10. Graphite & Grafana
Graphite and Grafana is another open-source monitoring combo combining providing great flexibility with the backend for measuring metrics from Apache Cassandra and more. You can use out-of-the-box Graphite UI, but if you prefer Grafana may be the UI of choice and give you even more possibilities and graphing options. Similar to Prometheus and Grafana, it is easy to build an observability platform for the whole environment with multiple solutions supporting Graphite as the metrics storage. Keep in mind that an initial setup and configuration step will be required and may be time-consuming.
- Efficient time-based datastore allowing you to gather every Apache Cassandra metric that you can think of.

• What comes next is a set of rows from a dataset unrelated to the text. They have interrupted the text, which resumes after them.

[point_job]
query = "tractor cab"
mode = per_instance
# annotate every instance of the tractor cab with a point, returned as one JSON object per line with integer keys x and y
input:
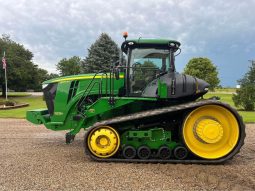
{"x": 150, "y": 71}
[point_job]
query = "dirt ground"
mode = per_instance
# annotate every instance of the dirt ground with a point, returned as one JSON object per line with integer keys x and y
{"x": 34, "y": 158}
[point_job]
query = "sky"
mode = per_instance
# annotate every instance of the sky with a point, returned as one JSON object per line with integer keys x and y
{"x": 223, "y": 31}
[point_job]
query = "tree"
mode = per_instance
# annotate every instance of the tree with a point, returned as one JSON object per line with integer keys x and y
{"x": 101, "y": 55}
{"x": 245, "y": 96}
{"x": 204, "y": 69}
{"x": 69, "y": 66}
{"x": 22, "y": 73}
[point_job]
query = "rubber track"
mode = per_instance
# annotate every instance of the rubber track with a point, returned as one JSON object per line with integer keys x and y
{"x": 170, "y": 109}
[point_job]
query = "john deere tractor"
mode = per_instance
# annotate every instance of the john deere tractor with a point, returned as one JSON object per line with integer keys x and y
{"x": 142, "y": 110}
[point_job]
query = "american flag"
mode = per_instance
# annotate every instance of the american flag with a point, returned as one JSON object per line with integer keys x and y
{"x": 4, "y": 63}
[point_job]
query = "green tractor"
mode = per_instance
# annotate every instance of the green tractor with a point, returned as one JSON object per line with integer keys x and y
{"x": 142, "y": 110}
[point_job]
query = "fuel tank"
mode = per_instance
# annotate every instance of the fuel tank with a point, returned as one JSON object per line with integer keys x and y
{"x": 178, "y": 86}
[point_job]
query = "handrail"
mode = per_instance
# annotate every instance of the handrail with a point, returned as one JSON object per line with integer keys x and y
{"x": 90, "y": 87}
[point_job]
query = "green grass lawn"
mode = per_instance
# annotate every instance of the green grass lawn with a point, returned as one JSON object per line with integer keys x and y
{"x": 35, "y": 102}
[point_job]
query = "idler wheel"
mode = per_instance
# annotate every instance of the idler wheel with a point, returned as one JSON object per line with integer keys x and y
{"x": 164, "y": 152}
{"x": 129, "y": 152}
{"x": 143, "y": 152}
{"x": 180, "y": 152}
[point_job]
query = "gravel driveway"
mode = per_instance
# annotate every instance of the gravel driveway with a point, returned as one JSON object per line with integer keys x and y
{"x": 34, "y": 158}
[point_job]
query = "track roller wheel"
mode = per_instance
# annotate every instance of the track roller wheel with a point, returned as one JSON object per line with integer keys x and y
{"x": 164, "y": 152}
{"x": 129, "y": 152}
{"x": 180, "y": 152}
{"x": 211, "y": 132}
{"x": 103, "y": 141}
{"x": 143, "y": 152}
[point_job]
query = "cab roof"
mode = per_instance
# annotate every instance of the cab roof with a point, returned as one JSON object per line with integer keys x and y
{"x": 150, "y": 43}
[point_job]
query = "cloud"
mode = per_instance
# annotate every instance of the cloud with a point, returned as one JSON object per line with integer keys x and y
{"x": 53, "y": 29}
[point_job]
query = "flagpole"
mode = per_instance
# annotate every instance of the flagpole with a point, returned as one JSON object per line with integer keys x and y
{"x": 5, "y": 73}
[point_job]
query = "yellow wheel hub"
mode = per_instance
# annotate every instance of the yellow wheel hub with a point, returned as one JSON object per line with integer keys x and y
{"x": 211, "y": 132}
{"x": 103, "y": 141}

- A large number of available integrations helping in setting up monitoring for Apache Cassandra and more.
- Alerting based on Grafana functionality.
- Great visualizations flexibility allowing you to graph data that is of interest.
Similar to Zabbix, Graphite required a bit of work when it came to installation and configuration, but once I got it to work everything I needed was there. The additional plus is that Grafana supports Graphite as the source for the metrics, so not only I got a very efficient metrics storage, but also modern and flexible software for building out dashboards that I needed.
Free, but requires you to pay the price of maintenance and storage for your metrics.
Get Started with Cassandra Monitoring
Apache Cassandra isn’t a simple system. It is a complicated distributed database capable of handling large quantities of data without having a single point of failure and being fault-tolerant. It is designed to spread data across multiple data centers spread across different geographical locations. Such software requires special treatment and you need a good observability solution to be able to monitor its activity.
You want to be sure you have each crucial metric under control. Your platform needs to provide out-of-the-box alerting working in real-time so that you are notified about issues as soon as they start happening before your users notify the degradation of the service. Finally, choose a tool that will provide you monitoring not only for your Apache Cassandra but your whole infrastructure and software stack. Not only when it comes to metrics, but logs, real user monitoring, and so on. You want to be able to correlate everything in one place, so you should keep that in mind when choosing the best Cassandra monitoring tool for your organization.